Stellar pain-management options
What’s more, patients receive excellent care in both settings. Patients who have an outpatient joint replacement don’t experience worse pain than patients in a hospital. Surgery centers often employ regional nerve blocks that lower pain levels and reduce the need for narcotics. Some patients even say that they prefer the pain-control options of the surgical centers over the hospital choices. Patients who have same-day surgery can also be confident that there is a substantial body of scientific evidence supporting the safety of outpatient surgical care.

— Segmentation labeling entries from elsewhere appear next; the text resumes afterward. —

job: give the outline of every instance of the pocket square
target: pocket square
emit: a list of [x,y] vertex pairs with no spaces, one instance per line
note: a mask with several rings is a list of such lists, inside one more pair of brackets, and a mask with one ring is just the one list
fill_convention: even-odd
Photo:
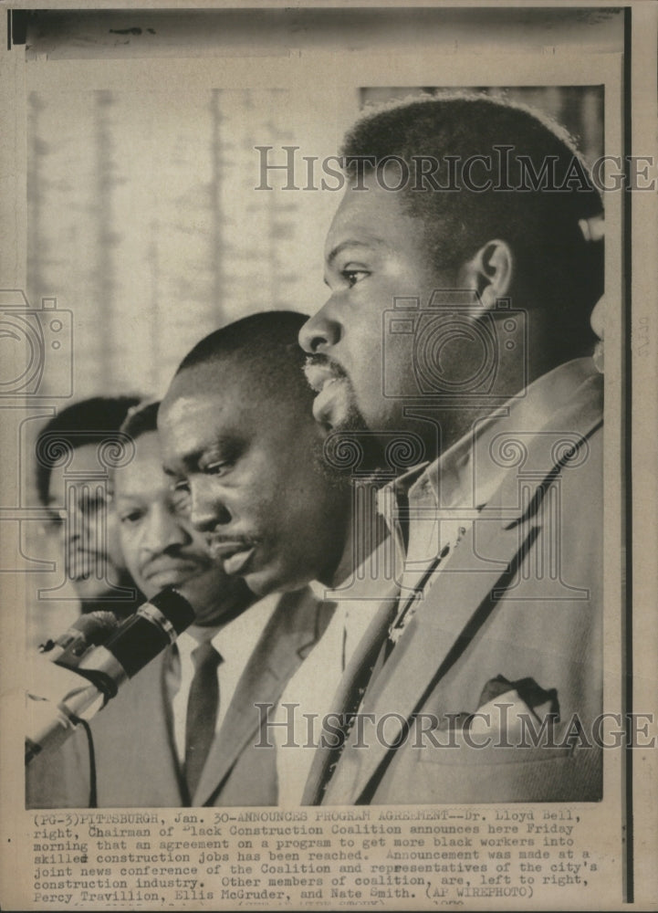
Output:
[[504,676],[491,678],[482,690],[468,729],[474,733],[512,737],[522,732],[522,719],[542,723],[559,720],[556,688],[541,687],[534,678],[510,682]]
[[543,688],[534,678],[509,681],[496,676],[486,682],[475,713],[461,711],[444,718],[442,729],[468,730],[474,735],[501,735],[510,738],[522,732],[532,719],[542,724],[559,721],[559,701],[556,688]]

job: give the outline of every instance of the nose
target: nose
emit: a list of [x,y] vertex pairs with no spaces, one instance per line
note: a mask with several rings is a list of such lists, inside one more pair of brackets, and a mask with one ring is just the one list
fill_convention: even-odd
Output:
[[199,475],[190,481],[190,521],[200,532],[230,522],[231,513],[217,491],[216,480]]
[[190,534],[163,500],[155,501],[144,519],[141,548],[151,554],[187,545]]
[[310,354],[323,352],[335,346],[341,335],[341,325],[329,299],[299,331],[299,345]]

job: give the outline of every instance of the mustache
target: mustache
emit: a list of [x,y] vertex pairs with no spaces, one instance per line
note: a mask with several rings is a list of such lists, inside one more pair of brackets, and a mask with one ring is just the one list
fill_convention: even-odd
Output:
[[311,386],[313,386],[312,375],[314,368],[320,368],[337,379],[349,381],[345,369],[338,362],[332,361],[329,355],[319,352],[314,352],[312,355],[307,355],[306,362],[304,362],[303,371]]
[[231,536],[229,534],[222,536],[212,532],[206,536],[209,547],[212,545],[246,545],[248,548],[253,548],[258,544],[258,539],[254,536]]

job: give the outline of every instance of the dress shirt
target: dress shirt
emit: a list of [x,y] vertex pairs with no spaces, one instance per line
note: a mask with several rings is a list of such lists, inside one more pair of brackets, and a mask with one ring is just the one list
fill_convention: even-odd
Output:
[[[384,552],[390,542],[384,540],[378,548],[375,567],[382,567]],[[310,584],[315,595],[321,600],[336,603],[336,611],[327,630],[286,686],[274,719],[288,723],[272,728],[277,746],[278,775],[278,804],[298,805],[308,777],[314,748],[322,729],[326,714],[339,711],[333,704],[333,696],[340,682],[345,666],[377,613],[381,600],[391,591],[391,581],[372,579],[367,569],[372,566],[372,556],[357,570],[349,587],[329,590],[317,582]],[[296,705],[288,709],[285,705]],[[312,726],[304,714],[317,714]],[[290,736],[292,735],[292,739]]]
[[174,646],[174,657],[167,672],[167,693],[172,698],[173,738],[178,760],[185,760],[185,724],[187,701],[192,679],[194,677],[193,649],[204,640],[211,644],[221,656],[217,667],[219,682],[219,710],[214,725],[219,732],[226,710],[235,693],[240,677],[249,661],[265,626],[274,614],[279,594],[272,593],[245,609],[242,614],[222,627],[199,627],[193,624],[179,636]]
[[[525,436],[541,431],[558,410],[571,402],[574,390],[597,373],[591,358],[559,365],[475,423],[433,463],[414,467],[381,489],[379,509],[394,536],[398,561],[404,568],[400,614],[404,613],[406,621],[422,601],[420,590],[429,590],[450,551],[510,471],[508,457],[514,456],[515,442],[523,446]],[[414,590],[417,598],[410,612],[407,603]],[[398,630],[401,614],[393,624]]]

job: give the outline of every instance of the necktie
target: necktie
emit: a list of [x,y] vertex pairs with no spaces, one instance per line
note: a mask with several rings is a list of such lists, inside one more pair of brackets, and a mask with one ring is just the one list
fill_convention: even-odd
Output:
[[[316,751],[311,770],[304,789],[302,805],[319,805],[329,781],[340,759],[345,743],[350,738],[354,715],[359,709],[363,694],[372,675],[374,664],[382,645],[388,636],[389,626],[397,608],[395,600],[386,600],[373,618],[370,627],[359,644],[354,656],[345,670],[333,706],[339,714],[340,723],[336,729],[340,731],[339,744],[321,745]],[[332,740],[335,729],[332,719]]]
[[222,657],[210,641],[204,641],[192,651],[194,677],[187,698],[185,723],[185,780],[193,799],[199,784],[201,771],[214,738],[214,726],[219,710],[219,683],[217,666]]

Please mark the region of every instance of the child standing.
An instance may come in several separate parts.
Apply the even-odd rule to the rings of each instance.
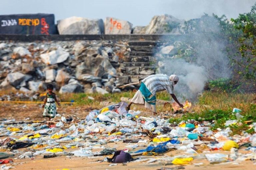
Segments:
[[[57,114],[55,102],[56,102],[58,106],[60,106],[60,104],[56,98],[56,95],[52,92],[53,90],[53,85],[50,84],[47,85],[47,90],[48,92],[46,94],[46,97],[44,100],[44,103],[42,106],[43,108],[44,108],[43,116],[44,117],[49,118],[50,120],[51,118],[53,118]]]

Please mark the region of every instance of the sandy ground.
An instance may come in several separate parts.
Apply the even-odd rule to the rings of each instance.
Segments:
[[[0,118],[6,118],[10,119],[15,118],[16,121],[24,121],[26,118],[29,117],[31,121],[35,120],[43,121],[45,118],[42,115],[42,109],[41,108],[39,105],[8,104],[0,104]],[[92,108],[88,107],[80,107],[79,108],[73,106],[65,105],[60,107],[58,111],[62,115],[66,116],[76,116],[81,119],[85,118],[86,115],[90,110],[93,109],[100,108]],[[144,116],[148,115],[148,113],[143,113]],[[17,136],[16,136],[17,137]],[[0,138],[1,139],[4,137]],[[148,140],[148,138],[145,139]],[[63,144],[64,144],[65,143]],[[127,143],[121,142],[117,143],[109,143],[105,145],[108,147],[115,147],[117,149],[122,149],[126,148],[125,146],[128,145]],[[146,144],[146,146],[147,144]],[[144,147],[136,148],[134,150],[144,148]],[[130,149],[130,148],[129,148]],[[31,151],[32,148],[29,147],[19,149],[19,151],[24,152],[25,151]],[[77,150],[77,148],[67,149],[65,151],[68,152]],[[208,150],[206,149],[205,151]],[[93,149],[92,151],[98,151]],[[111,163],[106,162],[98,162],[103,160],[106,156],[95,157],[68,157],[65,156],[58,156],[55,158],[48,159],[43,158],[43,155],[37,155],[32,158],[15,159],[15,157],[10,157],[12,159],[14,163],[12,166],[15,168],[11,169],[19,170],[62,170],[64,168],[70,170],[84,169],[129,169],[129,170],[157,170],[161,169],[177,169],[180,167],[180,166],[170,165],[170,162],[168,161],[158,161],[157,159],[159,158],[164,157],[166,156],[172,156],[178,154],[186,154],[185,150],[175,150],[171,151],[163,155],[157,156],[146,156],[143,158],[153,158],[157,159],[157,161],[151,163],[147,163],[147,161],[138,162],[130,162],[125,165],[118,164],[117,165],[110,166]],[[239,152],[244,152],[244,149],[239,149]],[[211,153],[222,153],[225,154],[229,153],[229,151],[211,151]],[[209,152],[210,153],[210,152]],[[109,155],[108,157],[111,157],[112,155]],[[136,158],[136,157],[133,157]],[[202,165],[196,165],[194,164],[203,163]],[[7,164],[7,166],[10,166]],[[232,170],[246,170],[256,169],[256,164],[251,160],[247,160],[237,163],[237,162],[231,162],[221,164],[211,164],[206,159],[195,159],[192,163],[181,167],[188,170],[214,170],[230,169]],[[168,169],[170,168],[170,169]]]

Total Joint Program offers smooth experience
We’ve seen these benefits firsthand at Vancouver Clinic, where we offer a Total Joint Program. Patients in our program have a full team of people behind them to ensure they are cared for at every step.
In addition to their doctor, patients work with a joint coordinator who answers questions, provides education classes, and lines up the proper pain medications. Clinicians evaluate patients’ health to make sure they are ready to undergo surgery. Our team also schedules follow-up and physical therapy appointments far in advance so that patients know what to expect during their recovery.
Leading disinfection method
With the opening of our Salmon Creek 2 Clinic, all our outpatient joint replacements take place in our new, state-of-the-art surgery center. The surgery space includes 18 private pre- and post-procedure rooms. Six operating rooms feature Indigo-Clean technology, a visible light disinfection device that kills the flu, COVID-19, and other bacteria and viruses both in the air and on surfaces.
Total hips and knees, the easier way
The technology surgeons use during joint replacements is one of the factors that make the procedures viable outside the hospital. At Vancouver Clinic, my colleagues and I perform Mako™ robotic-assisted total and partial knee replacements. Robotic-assisted surgery techniques allow us to reduce soft-tissue trauma and place implants with tremendous accuracy to better recreate natural movement.
For hip replacements, I offer two approaches: a minimally invasive direct anterior approach that relies on the VELYS™ hip navigation system and a special operating room table, and Mako™ robotic-assisted posterior approach total hip arthroplasty. The direct anterior approach allows me to replace the hip joint through a small incision—without cutting any of the muscles around the hip. This leads to a slightly faster recovery.
I collaborate with each patient to choose the best and safest surgery option for them, balancing individual needs, recovery time, and expected results. I love teaching patients about what will happen during their surgery because I think that knowing more of the details gives them confidence in their body’s ability to heal.
Patients drive decisions
While outpatient surgery is a fantastic option for many patients, the right place for surgery depends on the individual. A patient’s diagnosis, underlying conditions, overall health, support system, and personal motivation are all factors that physicians consider.
Joint replacements are getting easier on patients, yet it’s still major surgery. I always work with patients to exhaust other pain-management options—including injections, weight loss, and low-impact physical activity—before recommending a full replacement. Because a new joint is not native anatomy, the patients who are most satisfied with surgery are those who previously experienced consistent debilitating pain.
For those patients, however, a new joint can be life changing. Witnessing the joy people feel when they can return to doing the activities they love is what inspired me to enter medicine. In my mind, there’s no greater calling than helping people move their bodies freely.
Dr. Michael Kahan is a Vancouver Clinic orthopedist who specializes in minimally invasive hip and knee surgeries. He uses a holistic approach to patient care and takes the time to educate individuals about evidence-based treatment plans so they can make informed decisions.